All of lore.kernel.org
 help / color / mirror / Atom feed
From: Jiri Olsa <jolsa@redhat.com>
To: Alexey Budankov <alexey.budankov@linux.intel.com>
Cc: Arnaldo Carvalho de Melo <acme@kernel.org>,
	Namhyung Kim <namhyung@kernel.org>,
	Alexander Shishkin <alexander.shishkin@linux.intel.com>,
	Peter Zijlstra <peterz@infradead.org>,
	Ingo Molnar <mingo@redhat.com>, Andi Kleen <ak@linux.intel.com>,
	linux-kernel <linux-kernel@vger.kernel.org>
Subject: Re: [PATCH v7 01/13] tools/libperf: introduce notion of static polled file descriptors
Date: Mon, 15 Jun 2020 18:58:02 +0200	[thread overview]
Message-ID: <20200615165802.GD2088119@krava> (raw)
In-Reply-To: <8b29e324-eb8d-2266-562b-ca46aec76a3e@linux.intel.com>

On Mon, Jun 15, 2020 at 05:37:53PM +0300, Alexey Budankov wrote:
> 
> On 15.06.2020 15:30, Jiri Olsa wrote:
> > On Mon, Jun 15, 2020 at 08:20:38AM +0300, Alexey Budankov wrote:
> >>
> >> On 08.06.2020 19:07, Jiri Olsa wrote:
> >>> On Mon, Jun 08, 2020 at 12:54:31PM +0300, Alexey Budankov wrote:
> >>>>
> >>>> On 08.06.2020 11:43, Jiri Olsa wrote:
> >>>>> On Mon, Jun 08, 2020 at 11:08:56AM +0300, Alexey Budankov wrote:
> >>>>>>
> >>>>>> On 05.06.2020 19:15, Alexey Budankov wrote:
> >>>>>>>
> >>>>>>> On 05.06.2020 14:38, Jiri Olsa wrote:
> >> <SNIP>
> >>>>>>> revents = fdarray_fixed_revents(array, pos);
> >>>>>>> fdarray__del(array, pos);
> >>>>>>
> >>>>>> So how is it about just adding _revents() and _del() for fixed fds with
> >>>>>> correction of retval to bool for fdarray__add()?
> >>>>>
> >>>>> I don't like the separation for fixed and non-fixed fds,
> >>>>> why can't we make generic?
> >>>>
> >>>> Usage models are different but they want still to be parts of the same class
> >>>> for atomic poll().

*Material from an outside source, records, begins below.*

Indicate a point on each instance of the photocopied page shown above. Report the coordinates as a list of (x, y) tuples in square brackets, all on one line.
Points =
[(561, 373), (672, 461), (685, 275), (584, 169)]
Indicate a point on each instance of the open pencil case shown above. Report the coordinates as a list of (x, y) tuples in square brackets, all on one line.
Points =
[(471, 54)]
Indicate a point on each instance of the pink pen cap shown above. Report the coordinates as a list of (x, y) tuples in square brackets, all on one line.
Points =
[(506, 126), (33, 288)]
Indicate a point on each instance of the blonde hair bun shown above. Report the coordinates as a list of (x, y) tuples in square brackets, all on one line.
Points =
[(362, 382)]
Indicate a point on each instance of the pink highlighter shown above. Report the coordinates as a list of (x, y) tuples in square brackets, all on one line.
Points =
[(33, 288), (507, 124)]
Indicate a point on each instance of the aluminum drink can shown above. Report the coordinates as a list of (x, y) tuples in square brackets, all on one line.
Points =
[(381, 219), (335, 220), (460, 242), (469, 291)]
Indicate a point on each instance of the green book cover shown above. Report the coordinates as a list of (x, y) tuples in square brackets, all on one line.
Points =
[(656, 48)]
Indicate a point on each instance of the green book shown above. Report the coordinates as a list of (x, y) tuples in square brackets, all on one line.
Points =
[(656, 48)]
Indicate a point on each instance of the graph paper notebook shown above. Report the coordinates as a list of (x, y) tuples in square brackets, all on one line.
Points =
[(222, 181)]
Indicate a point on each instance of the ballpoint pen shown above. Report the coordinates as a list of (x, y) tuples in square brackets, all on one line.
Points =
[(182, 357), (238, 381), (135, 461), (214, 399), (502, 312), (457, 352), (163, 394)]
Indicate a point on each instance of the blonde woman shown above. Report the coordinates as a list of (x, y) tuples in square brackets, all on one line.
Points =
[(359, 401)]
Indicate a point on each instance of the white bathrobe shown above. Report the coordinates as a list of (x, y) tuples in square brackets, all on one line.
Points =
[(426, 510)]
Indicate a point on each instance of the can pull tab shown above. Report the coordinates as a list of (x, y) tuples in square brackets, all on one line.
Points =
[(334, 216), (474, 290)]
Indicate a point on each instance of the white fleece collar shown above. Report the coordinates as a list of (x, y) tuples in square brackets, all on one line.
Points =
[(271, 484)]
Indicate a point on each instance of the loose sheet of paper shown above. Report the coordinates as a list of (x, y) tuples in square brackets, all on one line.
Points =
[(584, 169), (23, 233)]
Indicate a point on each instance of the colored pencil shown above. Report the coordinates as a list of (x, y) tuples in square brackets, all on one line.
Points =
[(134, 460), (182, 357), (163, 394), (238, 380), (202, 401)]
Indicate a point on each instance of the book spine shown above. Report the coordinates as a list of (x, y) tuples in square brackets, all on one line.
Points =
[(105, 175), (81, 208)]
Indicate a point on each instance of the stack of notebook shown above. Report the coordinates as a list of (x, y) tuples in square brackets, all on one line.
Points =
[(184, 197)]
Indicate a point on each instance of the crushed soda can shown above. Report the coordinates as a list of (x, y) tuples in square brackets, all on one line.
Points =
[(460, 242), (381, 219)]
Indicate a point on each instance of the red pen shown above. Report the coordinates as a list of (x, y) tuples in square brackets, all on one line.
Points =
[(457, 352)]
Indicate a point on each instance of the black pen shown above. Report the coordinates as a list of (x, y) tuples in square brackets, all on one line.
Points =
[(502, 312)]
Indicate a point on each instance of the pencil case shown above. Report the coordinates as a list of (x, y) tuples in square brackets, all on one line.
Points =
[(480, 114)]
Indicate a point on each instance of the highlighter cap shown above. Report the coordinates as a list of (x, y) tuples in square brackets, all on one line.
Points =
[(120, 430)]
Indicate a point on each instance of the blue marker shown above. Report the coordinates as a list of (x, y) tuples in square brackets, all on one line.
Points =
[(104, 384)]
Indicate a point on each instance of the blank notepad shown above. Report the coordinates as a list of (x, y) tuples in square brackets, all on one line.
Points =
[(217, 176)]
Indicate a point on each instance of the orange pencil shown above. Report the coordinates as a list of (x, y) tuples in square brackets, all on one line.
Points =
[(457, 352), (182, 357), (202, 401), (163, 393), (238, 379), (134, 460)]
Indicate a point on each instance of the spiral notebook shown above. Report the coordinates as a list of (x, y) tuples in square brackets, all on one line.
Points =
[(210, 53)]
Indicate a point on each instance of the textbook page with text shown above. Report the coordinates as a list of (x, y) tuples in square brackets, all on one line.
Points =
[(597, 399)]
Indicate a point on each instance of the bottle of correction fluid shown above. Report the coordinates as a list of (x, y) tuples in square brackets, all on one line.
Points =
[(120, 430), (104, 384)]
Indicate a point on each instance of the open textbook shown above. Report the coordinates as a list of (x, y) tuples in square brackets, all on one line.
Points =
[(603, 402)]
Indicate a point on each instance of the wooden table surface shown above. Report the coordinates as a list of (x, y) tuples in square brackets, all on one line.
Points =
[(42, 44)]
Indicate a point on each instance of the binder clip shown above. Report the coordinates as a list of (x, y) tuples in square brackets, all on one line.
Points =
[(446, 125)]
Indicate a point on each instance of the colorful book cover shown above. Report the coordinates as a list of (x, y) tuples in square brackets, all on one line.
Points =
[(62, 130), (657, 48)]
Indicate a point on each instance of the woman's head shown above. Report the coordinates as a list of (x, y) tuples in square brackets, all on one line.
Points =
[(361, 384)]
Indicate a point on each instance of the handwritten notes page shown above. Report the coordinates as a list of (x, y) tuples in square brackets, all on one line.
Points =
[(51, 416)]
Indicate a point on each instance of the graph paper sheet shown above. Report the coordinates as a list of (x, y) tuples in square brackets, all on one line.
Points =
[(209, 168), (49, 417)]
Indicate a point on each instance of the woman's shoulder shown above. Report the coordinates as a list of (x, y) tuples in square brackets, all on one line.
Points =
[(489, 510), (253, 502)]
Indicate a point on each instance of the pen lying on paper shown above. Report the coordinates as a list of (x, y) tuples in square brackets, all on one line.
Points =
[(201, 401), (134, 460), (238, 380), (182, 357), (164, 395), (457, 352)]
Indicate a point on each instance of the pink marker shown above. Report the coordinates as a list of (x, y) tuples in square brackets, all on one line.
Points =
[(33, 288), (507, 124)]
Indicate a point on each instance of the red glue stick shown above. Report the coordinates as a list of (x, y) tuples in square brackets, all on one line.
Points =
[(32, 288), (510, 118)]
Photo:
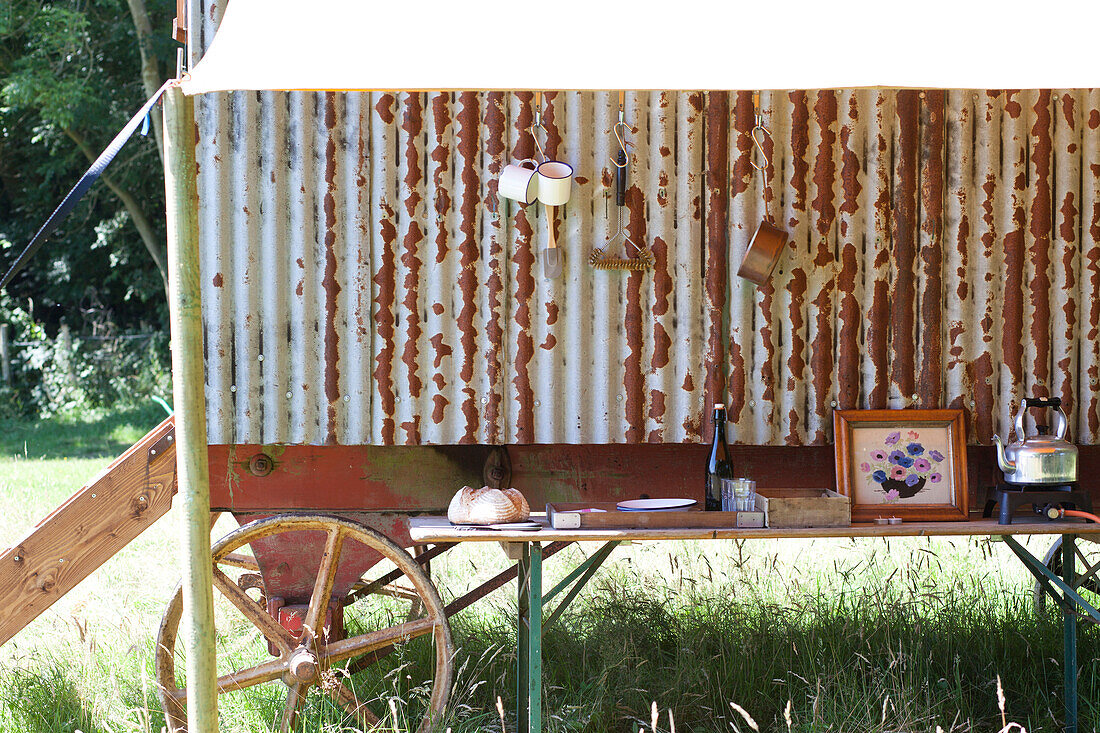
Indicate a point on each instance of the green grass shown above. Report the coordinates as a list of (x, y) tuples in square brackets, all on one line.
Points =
[(868, 635)]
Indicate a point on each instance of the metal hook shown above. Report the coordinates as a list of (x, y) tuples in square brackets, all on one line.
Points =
[(538, 124), (759, 145)]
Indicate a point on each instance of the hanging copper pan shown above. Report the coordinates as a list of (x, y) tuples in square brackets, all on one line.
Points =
[(767, 244)]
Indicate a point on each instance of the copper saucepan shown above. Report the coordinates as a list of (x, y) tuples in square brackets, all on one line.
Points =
[(762, 254), (768, 242)]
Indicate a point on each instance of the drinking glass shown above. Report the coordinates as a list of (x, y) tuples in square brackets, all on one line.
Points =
[(744, 494)]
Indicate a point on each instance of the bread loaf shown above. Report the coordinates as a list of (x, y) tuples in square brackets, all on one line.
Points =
[(487, 506)]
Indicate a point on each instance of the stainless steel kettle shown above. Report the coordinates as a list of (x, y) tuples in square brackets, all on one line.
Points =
[(1038, 459)]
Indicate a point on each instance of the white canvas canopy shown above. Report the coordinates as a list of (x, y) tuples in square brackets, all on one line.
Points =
[(679, 44)]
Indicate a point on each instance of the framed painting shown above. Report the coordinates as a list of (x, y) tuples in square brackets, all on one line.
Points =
[(908, 463)]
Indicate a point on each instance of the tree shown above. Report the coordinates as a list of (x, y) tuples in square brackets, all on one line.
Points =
[(70, 75)]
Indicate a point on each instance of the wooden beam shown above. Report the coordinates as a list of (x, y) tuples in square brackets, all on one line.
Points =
[(185, 314), (97, 522)]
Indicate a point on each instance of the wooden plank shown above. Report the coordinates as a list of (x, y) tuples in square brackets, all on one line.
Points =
[(98, 521), (570, 515), (437, 528)]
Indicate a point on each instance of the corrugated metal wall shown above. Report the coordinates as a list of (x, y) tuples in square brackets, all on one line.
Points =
[(363, 284)]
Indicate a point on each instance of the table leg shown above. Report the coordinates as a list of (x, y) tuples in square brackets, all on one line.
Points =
[(529, 639), (1069, 634)]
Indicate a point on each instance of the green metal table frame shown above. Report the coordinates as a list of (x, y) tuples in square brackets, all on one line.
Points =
[(531, 626)]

The distinction is filterable vs. not filterable.
> >>>> The distinction should be somehow provided in API. Options are:
> >>>> 1. expose separate API calls like __add_nonfilterable(), __del_nonfilterable();
> >>>>    use nonfilterable quality in __filter() and __poll() and, perhaps, other internals;
> >>>> 2. extend fdarray__add(, nonfilterable) with the nonfilterable quality
> >>>>    use the type in __filter() and __poll() and, perhaps, other internals;
> >>>>    expose less API calls in comparison with option 1
> >>>>
> >>>> Exposure of pos for filterable fds should be converted to bool since currently
> >>>> the returned pos can become stale and there is no way in API to check its state.
> >>>> So it could look like this:
> >>>>
> >>>> fdkey = fdarray__add(array, fd, events, type)
> >>>> type: filterable, nonfilterable, somthing else
> >>>> revents = fdarray__get_revents(fdkey);
> >>>> fdarray__del(array, fdkey);
> >>>
> >>> I think there's solution without having filterable type,
> >>> I'm not sure why you think this is needed
> >>>
> >>> I'm busy with other things this week, but I think I can
> >>> come up with some patch early next week if needed
> >>
> >> Friendly reminder.
> > 
> > hm? I believe we discussed this in here:
> >   https://lore.kernel.org/lkml/20200609145611.GI1558310@krava/
> 
> Do you want it to be implemented like in the patch posted by the link?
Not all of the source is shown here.